Many IT leaders who opened captive centers in India to reduce costs while retaining control of assets, have found themselves disappointed and given up. Here's one solution for salvaging a captive center offshore: partner with local providers.

By Cliff Justice and Stan Lepeak, Equaterra
Tue, October 09, 2007

CIO — If you have a captive center in India, you probably opened it to reduce costs and access a seemingly endless pool of IT talent while retaining control of your operations. But now, as you compete for local resources with established service providers, you might find that real estate and labor cost an arm and a leg, the appreciation of the Rupee is eating into your savings, and that once-promising talent pool seems dryer than a summer in Phoenix.

So how do you turn this situation around? This is the question many organizations are asking as they reevaluate their captives &mdash a.k.a. internal shared-services centers in low-cost locations. One way, as evidenced by recent newsmakers like Citigroup, is to sell off some or all of your captive to a service provider or private equity pursuer. In fact, India's largest BPO service provider, Genpact, itself started as a GE captive that was spun off in 2004. This exit strategy, however, assumes that your captive is an asset, which isn't always the case and therefore isn't often a viable strategy.

Truth be told, the big-name exits are well-publicized minorities. Today, there remain more captive centers operating globally than before, with annual growth projected at 30 percent. EquaTerra estimates that less than five percent of buyers plan to terminate their captive operations or bring work fully back in-house, based on a recent assessment of future ITO and BPO investment. Instead, many captives are leveraging offshore resources to deliver services in a different way, making their operations more productive, efficient and cost-effective.

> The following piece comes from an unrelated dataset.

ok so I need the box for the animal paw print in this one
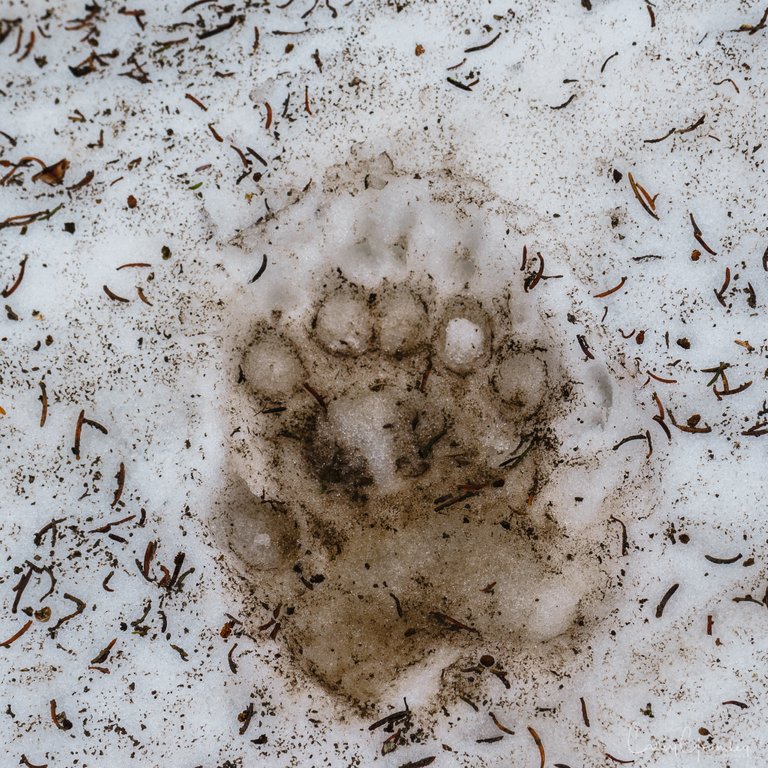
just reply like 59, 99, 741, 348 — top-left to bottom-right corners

How? One increasingly common way is to partner with— instead of competing against—one or more outsourcing service providers. Whether a captive is in India or another market such as Russia or China, an underlying delivery challenge is the maturity of the service provider market, which creates stiff competition for increasingly scarce and expensive resources. With local-market savvy, strong institutional knowledge and flexible geographic models, service providers almost always have the advantage. But that service provider maturity, which may be the very bane of your captive center, can also work to your advantage in the form of a partnership.

Partnership models

There are many types of partnerships on the menu, all aspiring to improve captive performance while keeping buyers in control. In one partnership model, providers deliver complementary services from their own locations, as part of an overall service chain. In other "hybrid" or "virtual captive" models, service providers are brought in to perform some or all of the work in the captive center itself. It comes down to structuring a partnership that leverages local expertise and resources to drive innovation and continual process improvement, while at the same time reducing costs. As such, an organization's offshore delivery models tend to evolve over time; there isn't necessarily a clear line between one model and another.